Pure zinc is a bluish white, lustrous metal. It is extremely brittle at average room temperature, although when it is heated it becomes soft, malleable, and easily worked. When burned, it yields a bright blue to green flame, and the metal is reactive, combining readily with an assortment of other elements. On the periodic table of elements, zinc is identified with the symbol Zn, and the metal has an atomic number of 30.
Humans have been using zinc for thousands of years; the element was used extensively in India in particular. Around the 1500s, it began to be imported into Europe, where it was a costly and unusual metal. Allegedly, zinc was named by Paracelsus, after the German zinke, “jagged,” to describe the way it behaved in a furnace.

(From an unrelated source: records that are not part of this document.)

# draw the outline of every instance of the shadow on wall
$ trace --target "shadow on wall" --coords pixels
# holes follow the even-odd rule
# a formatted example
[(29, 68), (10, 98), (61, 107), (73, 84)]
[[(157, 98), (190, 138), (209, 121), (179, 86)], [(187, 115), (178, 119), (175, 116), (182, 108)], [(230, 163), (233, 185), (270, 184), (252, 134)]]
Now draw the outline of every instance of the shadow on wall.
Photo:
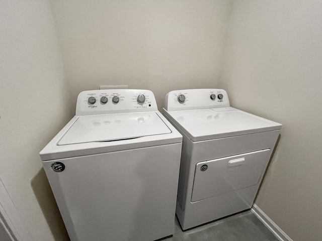
[(69, 240), (59, 210), (43, 168), (33, 178), (31, 187), (55, 240)]
[(272, 154), (271, 155), (271, 157), (270, 158), (270, 160), (268, 162), (268, 164), (267, 164), (267, 167), (266, 168), (266, 170), (264, 173), (263, 176), (263, 180), (262, 181), (262, 183), (260, 185), (259, 187), (258, 188), (258, 191), (257, 192), (257, 194), (256, 194), (256, 196), (255, 197), (255, 199), (254, 200), (254, 203), (256, 203), (256, 201), (257, 200), (257, 197), (258, 197), (259, 193), (261, 191), (261, 188), (262, 186), (263, 186), (263, 183), (265, 181), (265, 177), (266, 175), (268, 175), (268, 172), (269, 172), (269, 169), (271, 168), (271, 163), (272, 163), (273, 158), (274, 157), (274, 154), (275, 154), (275, 152), (276, 151), (276, 149), (277, 148), (277, 146), (280, 142), (280, 140), (281, 140), (281, 134), (280, 134), (277, 137), (277, 140), (276, 140), (276, 143), (275, 143), (275, 146), (274, 147), (274, 149), (273, 149), (273, 151), (272, 152)]

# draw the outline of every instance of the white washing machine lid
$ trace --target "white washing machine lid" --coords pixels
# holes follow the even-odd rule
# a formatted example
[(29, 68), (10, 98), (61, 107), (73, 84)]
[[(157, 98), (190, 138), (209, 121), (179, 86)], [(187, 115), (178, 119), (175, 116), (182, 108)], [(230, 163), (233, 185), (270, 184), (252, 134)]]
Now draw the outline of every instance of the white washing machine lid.
[(154, 112), (82, 115), (57, 145), (113, 142), (171, 133)]
[(282, 125), (232, 107), (165, 112), (194, 142), (280, 130)]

By the 1700s, several European scientists had managed to isolate the element; there is some dispute over who did it first, although many people give the credit to Andreas Marggraf.
In alloys such as bronze, zinc makes the metal stronger and sometimes easier to work as well. It is also used in solders and in galvanizing. Zinc oxide, a well known compound, is a popular ingredient in sunscreen. Some batteries, pigments, and coins also contain this metal. Humans require around 11 milligrams of zinc each day, most of which they absorb through a variety of foods. A deficiency can lead to hair loss, diarrhea, and sores, while an excess can cause stomach cramps and anemia.
Pure zinc metal is not toxic, but the element should be handled cautiously in some circumstances. The fumes can be toxic for people who work with the metal while it's heated, and free ions can be very dangerous. It is important to wear proper protection when smelting and heating metals in general to reduce exposure to toxic fumes. People who are exposed to too much zinc may have difficulty taking in necessary dietary minerals, as the metal can block absorption. Therefore, excess can lead to substantial health problems if it is not addressed.